Charlie Steinman's Mid-Ohio AHRMA Trip Report
So there I was . . .
Nine days on the road 2660 round-trip miles behind the wheel of an F150
pulling a bike trailer 56 hours of driving time four exhaustion-clouded
hotel-room beds three nights on a cot embedded in a track paddock all for
33 laps of the Mid-Ohio Roadrace Course, 16 of which while racing, preceded
by days and weeks of bike preparation, all for maybe 70 total minutes of
track time.
Worth the effort?
I don't remember much of the road-trip portion of the Mid-Ohio Vintage
Days motorcycle racing event. I did remember those highway miles
between Austin and Ohio Interstate-70 very well. At one time my soft-smooth
wife and I drove those miles maybe twice-a-year.
Candle-flame drawn.
Closing the distance.
Driving 'Home' for summer vacations. Driving 'Home' for Christmas.
Twenty-somethings on the road.
All through the heady days of the 80's pre-kids no real roots other than
work and that work hadn't yet used a lifetime to push its tendrils into
our lives not yet molded us into middle-aged . . . middle-aged what?

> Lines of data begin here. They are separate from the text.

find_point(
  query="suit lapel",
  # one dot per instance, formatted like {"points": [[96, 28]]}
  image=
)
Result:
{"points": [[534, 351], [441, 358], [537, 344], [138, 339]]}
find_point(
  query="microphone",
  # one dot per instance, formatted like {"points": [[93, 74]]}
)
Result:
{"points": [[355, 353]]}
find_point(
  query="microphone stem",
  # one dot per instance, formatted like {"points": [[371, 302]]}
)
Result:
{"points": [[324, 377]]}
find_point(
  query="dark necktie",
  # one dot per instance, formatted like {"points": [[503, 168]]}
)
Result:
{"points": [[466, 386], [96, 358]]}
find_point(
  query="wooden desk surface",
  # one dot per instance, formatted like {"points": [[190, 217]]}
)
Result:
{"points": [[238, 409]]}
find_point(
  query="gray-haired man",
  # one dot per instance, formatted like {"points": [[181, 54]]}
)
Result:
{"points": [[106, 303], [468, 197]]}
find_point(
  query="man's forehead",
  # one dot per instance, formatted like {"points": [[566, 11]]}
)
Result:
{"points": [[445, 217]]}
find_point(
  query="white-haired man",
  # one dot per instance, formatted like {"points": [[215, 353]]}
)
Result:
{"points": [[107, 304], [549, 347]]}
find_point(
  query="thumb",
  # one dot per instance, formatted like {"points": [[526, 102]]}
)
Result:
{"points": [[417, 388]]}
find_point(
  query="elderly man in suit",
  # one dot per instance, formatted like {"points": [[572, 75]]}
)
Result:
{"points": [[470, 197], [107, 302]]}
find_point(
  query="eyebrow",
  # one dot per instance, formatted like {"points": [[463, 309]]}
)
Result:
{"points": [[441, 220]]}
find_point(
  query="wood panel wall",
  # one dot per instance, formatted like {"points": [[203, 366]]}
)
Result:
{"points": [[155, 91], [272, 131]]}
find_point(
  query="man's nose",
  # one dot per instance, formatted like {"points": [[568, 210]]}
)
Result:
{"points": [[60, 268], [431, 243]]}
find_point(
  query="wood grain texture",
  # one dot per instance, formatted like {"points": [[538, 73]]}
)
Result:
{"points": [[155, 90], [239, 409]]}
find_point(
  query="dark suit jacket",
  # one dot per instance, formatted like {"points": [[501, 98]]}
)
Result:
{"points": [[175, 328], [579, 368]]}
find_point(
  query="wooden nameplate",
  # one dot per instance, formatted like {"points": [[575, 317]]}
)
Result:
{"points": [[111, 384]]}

Funny how time and effort and days spent doing, mold a man, mold a
woman.
But those times, those fast-track highway zooms in the 80's are a blurr
to me now.
Thrumming along on this trip though, the concrete joints of the original
thumping Interstate long now since rebuilt into a glass-smooth asphalt
ribbon, drifting along the highway and back through a lifetime of
memories of other roads and other trips, especially for some reason
along and through those weird and special Kentucky counties underlain
with caves, huge caves melted through a million years of gentle piedmont
rainfall melted from the limestone bedrock, ground pocked by sinkholes,
especially for some reason along those highway miles because those were
the sweet miles years ago traveled by two young and in love college
kids, recently married, not a care in the world, no luggage, no credit
cards, no mortgage, no kids, no plans, no tomorrows, just each other and
the road and every day was new and unique and laughter and love was all
and everything and the road smelled sweet in the morning dew and cool
through the night and hot through the open-window winded days rolling
better mail some beach sand to the summer-school instructor to say we
won't be in that class this session better things to do love to do
laughter to do quiet talks through the rolling ever rolling wind-roaring
summer road trip days . . . of that summer . . . that sweet sweet summer . . .
I wonder if living inside of a growing cloak of more and more years
means living more and more in the lives lived before and less and less
in the life lived now and the lives to be lived tomorrow no more nows,
only was, only was . . .
At Mid-Ohio the racing was intense, as usual. Huge flowing crowds of
dust-rising spectators drinkers of the motorcycle buzz watchers and
riders and shoppers and the simply curious. The track beautiful and now
burned into my mind. Funny. A year ago I listened as an outsider to
racers speaking a shorthand speaking a language of radii and exits and
braking points a language intimate with dozens of race tracks hundreds
of races a shorthand only they shared now I know a word or two can
follow the flowing talk know the verbs and nouns racing spoken here . .
Riding as breathing
Cool focus, friction and speed
Few know such glory
In one moment of one race I tasted the taste of victory over just one
rider one newbie rider pushing his limits while I pushed mine both of us
in the exhaust and the dust at the back of the rubber-tearing racing
pack two neophytes in a world with one purpose a world with one religion
just a whiff of the deity worshipped by all these racers all these
disciples . . . victory one moment of victory modest and unnoticed
except by two wide-eyed winded neophytes limping in the rear.
I wondered all along the road 'Home' this time in the opposite direction
from the trips 'Home' of the 80's if the deity named victory who
lives at a race track actually lives at the track or is maybe brought to
the track by the disciples somehow for some reason able to draw crowds
of watchers maybe to catch the heart the soul of just one neophyte each
gathering each short-lived rising from the usually quiet asphalt ribbon
the usually empty stands the quiet curves the quiet straights able to
live for only a short time amongst the gathered believers able to live
in only the briefest and fleetest and sweetest of moments...of victory.